Our initial venture into town included a stop for a real lunch, no rushed gulping, at Kip’s Grill and Cantina, where I consumed the second best fish tacos I ever had.  The first best were at the selfsame place that last time we were in Pagosa - delicious!





















We bought flowers and then were off to find the grave of William Henry Walker, our cousin Jerry’s great, great grandfather.  A Civil War veteran, he lies here alone because his family departed the area after his death, so I like to remember him when we are here. 

As we left, I induced Chris to stop the truck on a blind curve so I could shoot pics of a herd of deer crossing in front of us.

 


Colorado fishing, life of Riley, hot springs . . .

In the interest of full disclosure, I confess that because we are here only for two days and don’t want to buy fishing licenses, our angling was limited to the pond.  Here we are in the midst of some of the best fly fishing in the country and what do we do - picture this: me sitting in my camp chair, chocolate chip cookie in left hand, glass of wine in right hand, two fishing lines out in the pond catching miniscule bluegills and humongous crawdads, relaxation complete.

Sunday morning was truly the very first awakening of the journey that was not immediately followed by scrambling to hook up and leave or rush off to see someone or attend to chores - bliss!  Further bliss filled the day as we dipped and lounged at Pagosa Hot Springs - all day long. 

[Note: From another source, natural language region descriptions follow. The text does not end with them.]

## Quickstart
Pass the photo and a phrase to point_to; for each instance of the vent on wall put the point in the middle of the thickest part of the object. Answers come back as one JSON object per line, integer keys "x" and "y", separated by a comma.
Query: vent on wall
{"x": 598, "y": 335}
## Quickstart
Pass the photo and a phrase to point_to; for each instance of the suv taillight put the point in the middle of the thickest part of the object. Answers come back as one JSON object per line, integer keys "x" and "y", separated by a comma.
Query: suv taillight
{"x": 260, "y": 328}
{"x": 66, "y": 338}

At one point, Chris wondered aloud if our last name was Riley.  I agreed that it must be because we certainly are living the life of (the younger readers will likely not understand that reference). 

On the way home, I could scarcely move a muscle.  When I whined about being exhausted, Chris' opinion was that I was just relaxed.  Good grief - has it been so long since I was relaxed that I don’t even recognize the condition?!

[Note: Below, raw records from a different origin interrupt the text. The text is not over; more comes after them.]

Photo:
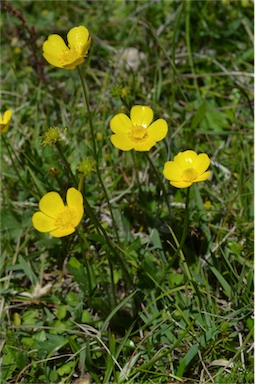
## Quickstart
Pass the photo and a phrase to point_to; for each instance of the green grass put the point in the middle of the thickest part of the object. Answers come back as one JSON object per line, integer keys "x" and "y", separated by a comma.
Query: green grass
{"x": 151, "y": 314}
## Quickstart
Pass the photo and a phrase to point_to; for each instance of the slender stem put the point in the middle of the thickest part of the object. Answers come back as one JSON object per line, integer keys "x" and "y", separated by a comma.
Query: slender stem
{"x": 160, "y": 181}
{"x": 187, "y": 37}
{"x": 86, "y": 98}
{"x": 66, "y": 164}
{"x": 84, "y": 242}
{"x": 112, "y": 282}
{"x": 7, "y": 145}
{"x": 92, "y": 132}
{"x": 101, "y": 230}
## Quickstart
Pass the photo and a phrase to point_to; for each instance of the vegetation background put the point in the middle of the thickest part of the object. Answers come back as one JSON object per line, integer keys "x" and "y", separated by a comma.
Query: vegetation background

Birds here so far are trumpeter swan, gadwall, American wigeon, mallard, coot, brewer’s blackbird, western scrub jay, crow, red-winged blackbird, gray-headed dark-eyed junco, common merganser, black-chinned hummingbird, broad-tailed hummingbird, western tanager, Townsend's warbler, Wilson's warbler, belted kingfisher, barn swallow, pine siskin, robin, crow, great blue heron, black-billed magpie, brown-headed cowbird, raven, Eurasian collared dove, pinyon jay and house sparrow.  Amazing what you see when you bother to look.

The swans have three large young, the same as a previous time we saw them.  I was very excited to see the flocks of common mergansers swimming upriver right at our campsite - such distinctive birds!